A Senacon, do Ministério da Justiça, revogou a medida cautelar que havia publicado em julho de 2022, quando suspendeu serviços de telemarketing ativo que considerava abusivo de 180 empresas. O órgão argumenta que a medida não foi efetivada por falta de capacidade de fiscalização. A decisão foi publicada nesta quarta-feira, 13, no Diário Oficial da União.

Além de reverter a cautelar, a Senacon também mudou o entendimento sobre as medidas tomadas pela Anatel para frear o avanço das robocalls e chamadas indesejadas no país. Em 2022, ao baixar a cautelar, afirmava que a criação do código 0303 não foi efetiva.

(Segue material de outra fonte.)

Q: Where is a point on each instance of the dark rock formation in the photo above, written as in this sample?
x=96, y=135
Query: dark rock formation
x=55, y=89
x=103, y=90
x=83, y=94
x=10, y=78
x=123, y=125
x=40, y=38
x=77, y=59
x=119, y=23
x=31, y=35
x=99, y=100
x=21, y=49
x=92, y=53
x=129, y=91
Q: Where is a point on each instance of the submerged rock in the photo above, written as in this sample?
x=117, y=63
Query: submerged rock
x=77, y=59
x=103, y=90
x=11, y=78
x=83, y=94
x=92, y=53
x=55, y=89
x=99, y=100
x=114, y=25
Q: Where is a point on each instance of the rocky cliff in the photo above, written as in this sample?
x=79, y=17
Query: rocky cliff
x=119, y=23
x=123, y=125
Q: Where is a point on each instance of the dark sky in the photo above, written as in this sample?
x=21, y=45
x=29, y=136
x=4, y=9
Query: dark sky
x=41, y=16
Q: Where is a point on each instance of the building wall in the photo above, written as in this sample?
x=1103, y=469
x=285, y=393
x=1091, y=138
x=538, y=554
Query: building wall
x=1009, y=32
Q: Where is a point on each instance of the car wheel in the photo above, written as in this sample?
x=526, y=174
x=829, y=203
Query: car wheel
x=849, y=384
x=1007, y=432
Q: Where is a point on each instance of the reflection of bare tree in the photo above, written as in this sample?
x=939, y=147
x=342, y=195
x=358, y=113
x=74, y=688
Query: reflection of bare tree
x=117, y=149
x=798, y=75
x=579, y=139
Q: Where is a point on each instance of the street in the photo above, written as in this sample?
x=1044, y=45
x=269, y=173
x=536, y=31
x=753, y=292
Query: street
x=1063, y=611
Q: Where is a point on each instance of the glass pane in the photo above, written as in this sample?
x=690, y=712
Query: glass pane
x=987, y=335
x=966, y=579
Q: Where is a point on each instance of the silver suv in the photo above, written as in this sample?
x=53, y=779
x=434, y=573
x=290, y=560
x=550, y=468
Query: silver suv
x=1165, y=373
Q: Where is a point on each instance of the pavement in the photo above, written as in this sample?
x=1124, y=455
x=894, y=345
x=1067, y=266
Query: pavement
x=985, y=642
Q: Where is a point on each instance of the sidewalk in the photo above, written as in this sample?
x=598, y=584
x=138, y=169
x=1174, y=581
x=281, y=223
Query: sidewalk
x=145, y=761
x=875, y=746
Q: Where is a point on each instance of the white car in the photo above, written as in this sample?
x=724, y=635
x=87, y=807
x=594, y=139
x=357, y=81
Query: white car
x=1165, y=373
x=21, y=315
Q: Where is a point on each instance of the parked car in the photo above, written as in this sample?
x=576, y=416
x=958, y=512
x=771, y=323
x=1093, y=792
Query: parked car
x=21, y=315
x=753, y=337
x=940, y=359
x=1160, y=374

Agora, no entanto, diz que a agência agiu de forma a dar “espaço para as empresas realizarem o serviço de telemarketing em conformidade com os parâmetros regulatórios”.

A secretaria justifica ainda que a cautelar foi alvo de múltiplas ações judiciais de que restringiram sua eficácia para determinadas empresas, sob o argumento de “desproporcionalidade e desconsideração das consequências da decisão administrativa”.

Dentre as empresas que eram alcançadas pela cautelar original, antes de suspensões judiciais, estavam associadas da Associação Brasileira de Telesserviços (ABT), Liq, Atento, Algar Telecom, NeoBPO, Teleperformance, Konecta, Concentrix, associadas da Telcomp, TIM, Telefônica Vivo, Claro, associadas da Febraban e da Associação Brasileira de Bancos, da Associação Nacional dos Profissionais e Empresas Promotoras de Créditos e Correspondentes no País, Crefisa, Banco C6, Itaú, BV Distribuidora, Banco Mercantil, Banco do Brasil, Banco Daycoval, Banco Pan, Caixa, BMG, Bradesco, Cetelem, Safra, Santander, associadas da Conexis e Sky Brasil.

Vale lembrar que entre as medidas tomadas pela Anatel estão a criação do prefixo 0303 para identificar chamadas de telemarketing ativo e o fim de regra que impedia a cobrança de interconexão pelas operadoras para chamadas completadas com menos de 3 segundos de duração. Esta questão, inclusive, levou recentemente a determinar à Oi pagar retroativamente à Vivo.